When the regular session of the Louisiana Legislature convenes on April 10, it will all come down to clock management for lawmakers and the Edwards Administration. So forget all of the marathon metaphors that you know, because this coming session, which concludes on June 8, is definitely going to be a sprint.

How much can the governor, House and Senate realistically accomplish in 60 days? If all involved manage to stay focused, the end results could be bountiful and meaningful. But policymaking is always easier said than done.

Those eight and a half weeks, positioned squarely in the middle of springtime in Louisiana, will host a bevy of distractions for lawmakers and Gov. John Bel Edwards’ team.

Special interests and legislators will be pushing their own issues that have nothing to do with the budget or tax revenue, which are nonetheless destined to be the session’s featured players. Political action committees will be watching all of the debates closely, attacking those who can vote or veto and building narratives for elections that are more than two years away.

Strip all of that noise away, though, and you’ll see that the primary goal of lawmakers and the Edwards Administration during the regular session will be to dig Louisiana out of its fiscal funk. It’s a broadly-drawn goal, to be certain, but it is without a doubt the focus of most folks who work in the Capitol these days.

That goal applies to the short term, with $1.2 billion in temporary tax money set to disappear in 2018. And it applies to the shorter term, particularly a $400 million budget shortfall that’s forecasted for the fiscal year that begins on July 1.

And, yes, the same goal applies to the long term as well, especially as concern builds over the fiscal integrity of state government. No one wants to perpetuate this cycle of budget deficits and deep spending cuts.

Like it has been for the past four sessions, the House will set the tone and the pace of negotiations. If recent history is any indication, the governor will go high for his revenue proposals and the House will go low. Very low. Somehow the Senate will have to insert itself in the middle and find some common ground.

That was the way talks played out during the special session that adjourned last month. There’s actually a bit of negative foreshadowing to glean from that special session as well as some silver linings.
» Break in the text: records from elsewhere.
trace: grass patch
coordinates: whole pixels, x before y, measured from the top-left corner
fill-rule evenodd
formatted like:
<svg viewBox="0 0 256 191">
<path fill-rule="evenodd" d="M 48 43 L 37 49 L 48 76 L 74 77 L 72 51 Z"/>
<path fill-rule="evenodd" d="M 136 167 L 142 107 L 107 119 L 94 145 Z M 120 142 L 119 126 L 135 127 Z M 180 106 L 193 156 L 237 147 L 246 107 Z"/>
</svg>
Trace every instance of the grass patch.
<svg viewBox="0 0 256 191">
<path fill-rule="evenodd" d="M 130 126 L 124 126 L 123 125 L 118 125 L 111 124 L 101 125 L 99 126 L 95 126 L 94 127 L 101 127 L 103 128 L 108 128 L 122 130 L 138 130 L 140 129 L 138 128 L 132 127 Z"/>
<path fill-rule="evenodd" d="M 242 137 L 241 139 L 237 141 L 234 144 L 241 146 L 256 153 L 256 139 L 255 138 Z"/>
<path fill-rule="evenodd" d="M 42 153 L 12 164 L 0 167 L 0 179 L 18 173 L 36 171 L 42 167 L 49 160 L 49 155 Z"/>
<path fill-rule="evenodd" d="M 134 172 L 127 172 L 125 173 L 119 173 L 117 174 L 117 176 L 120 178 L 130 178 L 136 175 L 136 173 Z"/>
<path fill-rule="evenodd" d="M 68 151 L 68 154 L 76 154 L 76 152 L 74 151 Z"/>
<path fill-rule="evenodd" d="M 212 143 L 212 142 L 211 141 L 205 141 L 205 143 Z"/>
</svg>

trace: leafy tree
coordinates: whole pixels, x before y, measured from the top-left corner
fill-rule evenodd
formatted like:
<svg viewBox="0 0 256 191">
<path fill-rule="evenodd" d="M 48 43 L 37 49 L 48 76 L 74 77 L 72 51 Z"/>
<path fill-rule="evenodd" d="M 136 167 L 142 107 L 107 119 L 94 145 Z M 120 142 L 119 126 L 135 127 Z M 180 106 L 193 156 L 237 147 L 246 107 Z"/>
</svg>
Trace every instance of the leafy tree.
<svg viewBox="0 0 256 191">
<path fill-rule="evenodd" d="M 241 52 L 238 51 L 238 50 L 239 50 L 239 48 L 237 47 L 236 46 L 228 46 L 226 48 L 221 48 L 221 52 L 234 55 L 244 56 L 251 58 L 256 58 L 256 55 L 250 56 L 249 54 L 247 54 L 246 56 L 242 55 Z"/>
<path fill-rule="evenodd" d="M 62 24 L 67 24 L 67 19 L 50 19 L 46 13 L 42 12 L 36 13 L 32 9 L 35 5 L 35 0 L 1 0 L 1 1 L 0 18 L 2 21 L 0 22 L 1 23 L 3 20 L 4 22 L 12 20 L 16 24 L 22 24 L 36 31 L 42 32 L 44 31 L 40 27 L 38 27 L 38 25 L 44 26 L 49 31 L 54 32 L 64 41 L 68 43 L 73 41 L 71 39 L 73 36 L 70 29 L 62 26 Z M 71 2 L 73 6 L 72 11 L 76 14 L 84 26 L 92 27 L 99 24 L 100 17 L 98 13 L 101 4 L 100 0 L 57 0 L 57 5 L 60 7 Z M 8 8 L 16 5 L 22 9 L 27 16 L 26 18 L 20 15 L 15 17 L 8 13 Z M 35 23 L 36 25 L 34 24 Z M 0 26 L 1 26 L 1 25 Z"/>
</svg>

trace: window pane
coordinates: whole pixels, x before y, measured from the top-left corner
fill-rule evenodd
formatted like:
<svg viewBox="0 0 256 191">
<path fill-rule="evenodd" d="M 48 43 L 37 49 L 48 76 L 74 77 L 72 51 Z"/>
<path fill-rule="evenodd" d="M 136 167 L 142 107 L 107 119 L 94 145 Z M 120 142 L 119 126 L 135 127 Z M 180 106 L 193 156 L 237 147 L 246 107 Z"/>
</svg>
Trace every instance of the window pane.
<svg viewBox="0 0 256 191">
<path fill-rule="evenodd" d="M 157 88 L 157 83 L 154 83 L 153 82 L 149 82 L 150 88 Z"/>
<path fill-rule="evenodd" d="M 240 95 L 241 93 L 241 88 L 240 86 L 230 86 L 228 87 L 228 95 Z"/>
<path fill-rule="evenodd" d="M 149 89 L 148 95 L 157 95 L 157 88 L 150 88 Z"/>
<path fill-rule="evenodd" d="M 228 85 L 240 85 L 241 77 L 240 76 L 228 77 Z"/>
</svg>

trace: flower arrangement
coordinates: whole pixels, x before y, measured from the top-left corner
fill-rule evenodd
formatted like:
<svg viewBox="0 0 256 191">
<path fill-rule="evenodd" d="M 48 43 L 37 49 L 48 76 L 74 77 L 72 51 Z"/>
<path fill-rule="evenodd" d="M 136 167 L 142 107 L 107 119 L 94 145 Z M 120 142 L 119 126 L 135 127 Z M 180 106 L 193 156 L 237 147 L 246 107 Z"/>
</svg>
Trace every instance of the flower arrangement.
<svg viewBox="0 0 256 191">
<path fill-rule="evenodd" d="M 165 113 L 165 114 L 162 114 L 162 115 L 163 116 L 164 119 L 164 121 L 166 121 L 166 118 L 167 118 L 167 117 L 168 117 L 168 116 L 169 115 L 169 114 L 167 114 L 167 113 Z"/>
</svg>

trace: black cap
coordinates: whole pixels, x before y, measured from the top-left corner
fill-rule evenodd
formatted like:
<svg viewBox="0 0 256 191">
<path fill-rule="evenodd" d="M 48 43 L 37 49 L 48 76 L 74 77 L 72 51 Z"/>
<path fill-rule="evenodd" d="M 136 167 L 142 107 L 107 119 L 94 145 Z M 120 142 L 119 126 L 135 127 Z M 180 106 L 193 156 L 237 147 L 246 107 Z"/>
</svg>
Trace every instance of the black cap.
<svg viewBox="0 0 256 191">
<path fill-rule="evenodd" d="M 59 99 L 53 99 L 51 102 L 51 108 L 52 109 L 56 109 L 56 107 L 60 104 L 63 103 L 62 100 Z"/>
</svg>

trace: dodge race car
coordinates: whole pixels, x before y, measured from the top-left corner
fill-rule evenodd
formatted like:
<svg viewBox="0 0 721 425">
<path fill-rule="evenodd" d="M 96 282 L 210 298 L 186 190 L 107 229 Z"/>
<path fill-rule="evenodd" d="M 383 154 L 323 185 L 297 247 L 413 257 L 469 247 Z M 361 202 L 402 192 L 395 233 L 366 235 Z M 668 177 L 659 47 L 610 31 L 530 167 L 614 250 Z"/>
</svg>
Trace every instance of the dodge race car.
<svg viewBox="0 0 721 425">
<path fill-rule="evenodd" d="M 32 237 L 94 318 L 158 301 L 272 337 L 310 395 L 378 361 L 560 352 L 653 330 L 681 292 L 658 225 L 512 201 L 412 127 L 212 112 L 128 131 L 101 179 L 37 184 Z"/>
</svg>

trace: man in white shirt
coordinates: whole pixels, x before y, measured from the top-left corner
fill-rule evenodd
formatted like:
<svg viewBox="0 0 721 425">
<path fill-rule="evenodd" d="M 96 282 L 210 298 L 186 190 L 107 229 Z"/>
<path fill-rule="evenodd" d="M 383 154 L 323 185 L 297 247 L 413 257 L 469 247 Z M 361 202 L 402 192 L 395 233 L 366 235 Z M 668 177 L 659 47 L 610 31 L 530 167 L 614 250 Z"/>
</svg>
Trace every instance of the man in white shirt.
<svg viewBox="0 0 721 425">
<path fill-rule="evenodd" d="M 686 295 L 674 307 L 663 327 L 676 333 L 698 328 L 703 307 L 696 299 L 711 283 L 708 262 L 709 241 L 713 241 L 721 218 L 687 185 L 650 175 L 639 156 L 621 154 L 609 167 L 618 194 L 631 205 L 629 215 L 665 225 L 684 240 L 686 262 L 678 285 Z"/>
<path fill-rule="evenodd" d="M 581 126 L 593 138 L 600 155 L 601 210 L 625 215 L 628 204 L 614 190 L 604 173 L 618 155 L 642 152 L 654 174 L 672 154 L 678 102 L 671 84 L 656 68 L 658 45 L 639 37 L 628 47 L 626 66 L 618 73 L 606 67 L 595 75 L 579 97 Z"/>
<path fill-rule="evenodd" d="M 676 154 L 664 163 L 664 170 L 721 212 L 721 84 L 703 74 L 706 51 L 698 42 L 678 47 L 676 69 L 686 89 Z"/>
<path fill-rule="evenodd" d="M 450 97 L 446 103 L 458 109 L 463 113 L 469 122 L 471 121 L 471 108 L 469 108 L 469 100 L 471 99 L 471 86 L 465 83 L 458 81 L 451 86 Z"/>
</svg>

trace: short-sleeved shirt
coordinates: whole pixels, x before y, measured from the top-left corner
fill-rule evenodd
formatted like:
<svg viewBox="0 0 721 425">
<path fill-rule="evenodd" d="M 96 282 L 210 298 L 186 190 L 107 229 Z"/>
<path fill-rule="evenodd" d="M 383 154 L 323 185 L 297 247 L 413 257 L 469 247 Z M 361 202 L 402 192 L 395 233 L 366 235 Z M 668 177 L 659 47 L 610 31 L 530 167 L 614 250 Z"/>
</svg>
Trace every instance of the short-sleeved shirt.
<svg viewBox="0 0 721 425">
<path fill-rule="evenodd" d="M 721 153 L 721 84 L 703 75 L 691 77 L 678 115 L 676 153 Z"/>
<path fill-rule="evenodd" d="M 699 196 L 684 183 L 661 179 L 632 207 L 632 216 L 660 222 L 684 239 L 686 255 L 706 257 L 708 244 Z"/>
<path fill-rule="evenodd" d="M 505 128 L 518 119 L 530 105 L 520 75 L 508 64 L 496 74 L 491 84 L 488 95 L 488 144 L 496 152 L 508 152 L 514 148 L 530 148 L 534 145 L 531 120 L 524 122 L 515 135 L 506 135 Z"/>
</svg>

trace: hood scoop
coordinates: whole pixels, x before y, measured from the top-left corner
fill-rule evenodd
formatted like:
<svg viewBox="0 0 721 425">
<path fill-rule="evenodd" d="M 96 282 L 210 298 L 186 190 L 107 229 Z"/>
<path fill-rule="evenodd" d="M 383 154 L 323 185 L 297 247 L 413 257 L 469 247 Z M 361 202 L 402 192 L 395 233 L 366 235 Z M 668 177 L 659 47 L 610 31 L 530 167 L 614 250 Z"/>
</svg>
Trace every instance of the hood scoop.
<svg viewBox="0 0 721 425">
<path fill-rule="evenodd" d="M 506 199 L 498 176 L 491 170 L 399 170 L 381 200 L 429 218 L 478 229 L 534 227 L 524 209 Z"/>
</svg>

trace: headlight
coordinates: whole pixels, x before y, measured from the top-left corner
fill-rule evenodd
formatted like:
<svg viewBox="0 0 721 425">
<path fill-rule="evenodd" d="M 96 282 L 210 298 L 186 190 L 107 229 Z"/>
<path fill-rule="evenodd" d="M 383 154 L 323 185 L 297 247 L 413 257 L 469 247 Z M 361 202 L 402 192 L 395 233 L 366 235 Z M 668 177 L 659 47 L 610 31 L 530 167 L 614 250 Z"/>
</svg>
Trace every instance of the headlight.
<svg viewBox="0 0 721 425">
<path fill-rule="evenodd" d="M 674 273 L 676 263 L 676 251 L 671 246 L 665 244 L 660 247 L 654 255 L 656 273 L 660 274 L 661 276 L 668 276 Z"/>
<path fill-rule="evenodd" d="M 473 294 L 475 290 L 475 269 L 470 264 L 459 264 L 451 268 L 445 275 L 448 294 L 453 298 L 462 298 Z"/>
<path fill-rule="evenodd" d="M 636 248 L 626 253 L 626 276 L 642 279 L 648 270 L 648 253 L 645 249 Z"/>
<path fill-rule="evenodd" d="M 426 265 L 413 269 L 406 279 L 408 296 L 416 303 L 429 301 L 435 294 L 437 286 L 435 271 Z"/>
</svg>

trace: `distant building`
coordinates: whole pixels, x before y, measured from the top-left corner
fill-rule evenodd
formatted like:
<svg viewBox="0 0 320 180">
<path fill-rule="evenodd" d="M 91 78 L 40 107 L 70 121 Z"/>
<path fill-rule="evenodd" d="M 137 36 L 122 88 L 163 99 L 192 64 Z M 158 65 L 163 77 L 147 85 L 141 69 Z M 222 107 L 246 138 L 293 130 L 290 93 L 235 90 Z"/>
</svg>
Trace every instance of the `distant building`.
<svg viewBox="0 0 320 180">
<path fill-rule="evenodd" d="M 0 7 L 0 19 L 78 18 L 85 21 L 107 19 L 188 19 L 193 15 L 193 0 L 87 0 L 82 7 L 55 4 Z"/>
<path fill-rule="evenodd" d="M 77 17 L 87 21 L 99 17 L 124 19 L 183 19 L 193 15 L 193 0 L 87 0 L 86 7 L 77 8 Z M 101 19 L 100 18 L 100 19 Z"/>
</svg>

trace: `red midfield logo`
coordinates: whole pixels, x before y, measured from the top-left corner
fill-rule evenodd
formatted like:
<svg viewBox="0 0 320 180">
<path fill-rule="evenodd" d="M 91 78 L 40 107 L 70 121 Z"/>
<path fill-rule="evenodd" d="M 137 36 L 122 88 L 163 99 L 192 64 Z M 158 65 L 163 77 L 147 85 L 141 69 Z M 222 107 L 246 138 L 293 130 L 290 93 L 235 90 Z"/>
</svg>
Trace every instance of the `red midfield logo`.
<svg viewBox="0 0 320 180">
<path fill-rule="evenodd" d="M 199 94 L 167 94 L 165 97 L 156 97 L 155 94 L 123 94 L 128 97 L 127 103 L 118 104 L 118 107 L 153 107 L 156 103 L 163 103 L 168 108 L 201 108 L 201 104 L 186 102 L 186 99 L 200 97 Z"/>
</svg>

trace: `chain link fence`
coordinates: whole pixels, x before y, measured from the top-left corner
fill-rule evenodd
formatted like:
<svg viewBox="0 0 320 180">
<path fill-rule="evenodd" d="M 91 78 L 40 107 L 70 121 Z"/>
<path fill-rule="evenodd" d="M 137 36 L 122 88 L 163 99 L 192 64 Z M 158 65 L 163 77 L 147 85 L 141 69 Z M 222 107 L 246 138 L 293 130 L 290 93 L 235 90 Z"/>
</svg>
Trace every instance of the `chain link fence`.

For starters, lawmakers and the administration only had a week and a half to fix a $304 million midyear deficit — and they accomplished just that.

The bad news is that tempers flared, negotiations broke down a few times and disagreements were intense. Which was slightly surprising.

No taxes increases were passed, or even proposed. Spending only had to be cut by $82 million. Nearly $100 million was transferred from the state’s special savings account to help out.

Most of the rancor centered on how to use a few million dollars here and a few million dollars there. While every penny is critical, it’s important to understand that the loudest clashes were produced by what were nickels and dimes in a $27 billion budget.

How will this mentality hold up in a 60-day regular session that hosts truly hefty threats, like a $400 million deficit and a loss of $1.2 billion in temporary tax money?

The pressure will be like nothing we’ve seen so far in this term. In fact, the ability to stay focused on these budget matters will be of the upmost importance to lawmakers.

Other issues will be jockeying for attention, such as criminal justice reform. Influential lobbyists and special interest groups are locked onto the policy push — and they’ll be asking lawmakers to be smart on crime while trying to keep them from looking soft on crime.

Parents and students may end up packing the Capitol as the debate over the TOPS scholarship program gets serious. Email inboxes, text messages and voicemails alone can send a legislator’s district office to a grinding halt. Just try balancing that level of constituent engagement while taking part in what may be one of the most important fiscal debates of modern times.

Conservatives and white Democrats, in particular, are in a delicate spot. Groups such as the Louisiana Committee for a Republican Majority and the Louisiana chapter of Americans For Prosperity will be tracking all votes. They could even drop targeted mailers, launch door-to-door operations and underwrite robocalls in legislative districts during the session.

Eight and a half weeks can seem like an eternity when you’re dealing with that kind of political drama. A reluctance by Republicans to increase taxes, as Democrats dig in for proposed hikes, will only make it seem longer. Still, the primary goal is well known and the timeline to address the related challenges is well defined.